Wednesday, March 4, 2009

Boundaries Part 2

Chapter 2 of Boundaries is basically a definition of what boundaries are in every aspect of life. The chapter talks about physical boundaries, boundaries that you set via your words, physical distance, emotional distance, time, etc.

While there is a great variety of interesting points that stood out to me in this section, there were a few in particular that really made me stop and think.

First, they discuss the boundaries set by words, especially one word in particular, the dreaded “no.” If you’re like me, you’ve read/heard a lot about the necessity for using the word, “no,” not being a door-mat, etc. However, the authors made a point about this particular word that really brought the use of the word “no” into a new perspective for me.

“The Bible also warns us against giving to others ‘reluctantly or under compulsion’ (2 Cor. 9:7). People with poor boundaries struggle with saying no to the control, pressure, demands, and sometimes the real needs of others.
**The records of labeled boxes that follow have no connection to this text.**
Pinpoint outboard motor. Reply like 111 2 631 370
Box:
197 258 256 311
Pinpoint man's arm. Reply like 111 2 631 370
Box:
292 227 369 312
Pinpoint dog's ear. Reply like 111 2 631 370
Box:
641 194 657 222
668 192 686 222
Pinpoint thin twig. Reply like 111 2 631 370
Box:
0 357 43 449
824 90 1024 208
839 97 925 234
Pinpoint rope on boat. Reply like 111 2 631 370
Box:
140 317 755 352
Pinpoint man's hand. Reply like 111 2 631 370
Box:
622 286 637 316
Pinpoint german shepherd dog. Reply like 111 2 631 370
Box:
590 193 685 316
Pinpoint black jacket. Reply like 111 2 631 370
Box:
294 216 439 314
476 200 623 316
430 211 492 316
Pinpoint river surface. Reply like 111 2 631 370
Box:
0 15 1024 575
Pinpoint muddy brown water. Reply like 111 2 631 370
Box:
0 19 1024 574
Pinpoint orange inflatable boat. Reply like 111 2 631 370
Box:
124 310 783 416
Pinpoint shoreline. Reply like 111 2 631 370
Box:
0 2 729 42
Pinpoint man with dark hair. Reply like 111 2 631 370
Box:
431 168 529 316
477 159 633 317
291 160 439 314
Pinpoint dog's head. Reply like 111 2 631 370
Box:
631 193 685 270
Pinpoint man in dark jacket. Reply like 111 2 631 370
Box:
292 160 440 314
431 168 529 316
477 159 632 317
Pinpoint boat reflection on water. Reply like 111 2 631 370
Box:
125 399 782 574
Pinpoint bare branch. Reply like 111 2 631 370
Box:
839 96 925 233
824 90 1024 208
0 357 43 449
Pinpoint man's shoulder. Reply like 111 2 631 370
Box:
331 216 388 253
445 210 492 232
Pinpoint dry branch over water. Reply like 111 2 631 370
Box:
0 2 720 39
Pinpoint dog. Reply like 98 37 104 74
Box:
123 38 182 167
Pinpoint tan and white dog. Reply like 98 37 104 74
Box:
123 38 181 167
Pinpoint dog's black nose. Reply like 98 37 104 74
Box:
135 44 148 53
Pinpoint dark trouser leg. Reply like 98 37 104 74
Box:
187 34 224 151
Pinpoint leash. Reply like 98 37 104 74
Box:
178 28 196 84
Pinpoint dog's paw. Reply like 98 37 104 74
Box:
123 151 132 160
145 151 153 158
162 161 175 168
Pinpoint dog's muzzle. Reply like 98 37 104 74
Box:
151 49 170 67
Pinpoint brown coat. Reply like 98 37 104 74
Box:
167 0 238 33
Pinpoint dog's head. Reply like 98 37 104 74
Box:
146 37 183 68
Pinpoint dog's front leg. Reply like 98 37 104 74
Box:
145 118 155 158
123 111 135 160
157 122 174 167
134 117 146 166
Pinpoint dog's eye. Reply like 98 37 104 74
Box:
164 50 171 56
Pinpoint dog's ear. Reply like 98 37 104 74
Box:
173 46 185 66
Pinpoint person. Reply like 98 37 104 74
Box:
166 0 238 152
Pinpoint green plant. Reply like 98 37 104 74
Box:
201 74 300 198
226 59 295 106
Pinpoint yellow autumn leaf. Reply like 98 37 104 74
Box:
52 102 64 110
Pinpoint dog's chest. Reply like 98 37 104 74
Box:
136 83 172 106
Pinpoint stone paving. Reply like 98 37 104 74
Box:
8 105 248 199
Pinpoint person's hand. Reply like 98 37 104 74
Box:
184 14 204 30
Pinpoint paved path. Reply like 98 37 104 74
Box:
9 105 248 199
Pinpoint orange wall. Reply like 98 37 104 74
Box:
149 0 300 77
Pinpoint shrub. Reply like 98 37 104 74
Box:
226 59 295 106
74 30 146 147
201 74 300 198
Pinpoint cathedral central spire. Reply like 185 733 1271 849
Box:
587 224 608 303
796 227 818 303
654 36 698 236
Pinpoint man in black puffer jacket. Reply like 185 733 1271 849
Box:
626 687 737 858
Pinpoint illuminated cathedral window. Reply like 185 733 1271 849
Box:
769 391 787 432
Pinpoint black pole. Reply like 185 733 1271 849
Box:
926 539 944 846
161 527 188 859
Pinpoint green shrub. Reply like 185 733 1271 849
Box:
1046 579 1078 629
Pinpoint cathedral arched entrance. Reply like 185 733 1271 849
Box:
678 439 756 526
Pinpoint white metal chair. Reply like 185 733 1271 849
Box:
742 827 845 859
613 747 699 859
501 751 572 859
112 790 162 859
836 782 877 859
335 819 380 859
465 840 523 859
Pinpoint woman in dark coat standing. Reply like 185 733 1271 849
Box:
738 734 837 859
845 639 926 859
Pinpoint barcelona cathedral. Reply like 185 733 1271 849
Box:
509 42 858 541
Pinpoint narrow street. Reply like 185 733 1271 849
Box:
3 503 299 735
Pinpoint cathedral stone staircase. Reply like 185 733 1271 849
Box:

They feel that if they say no to someone, they will endanger the relationship with that person, so they passively comply but inwardly resent. Sometimes a person is pressuring you to do something; other times the pressure comes from your own sense of what you ‘should’ do. If you cannot say no to this external or internal pressure, you have lost control of your property and are not enjoying the fruit of ‘self control.’”

Does anyone else feel a sting from that? I know that I definitely pressure myself into feeling guilty for saying “no.” In fact, I can look back on my life and see a lot of really hard times that I’ve been through that would have been a lot better had I just said “no.” I had never taken that thought to the next level that I am actually hurting myself spiritually by not establishing my true boundaries.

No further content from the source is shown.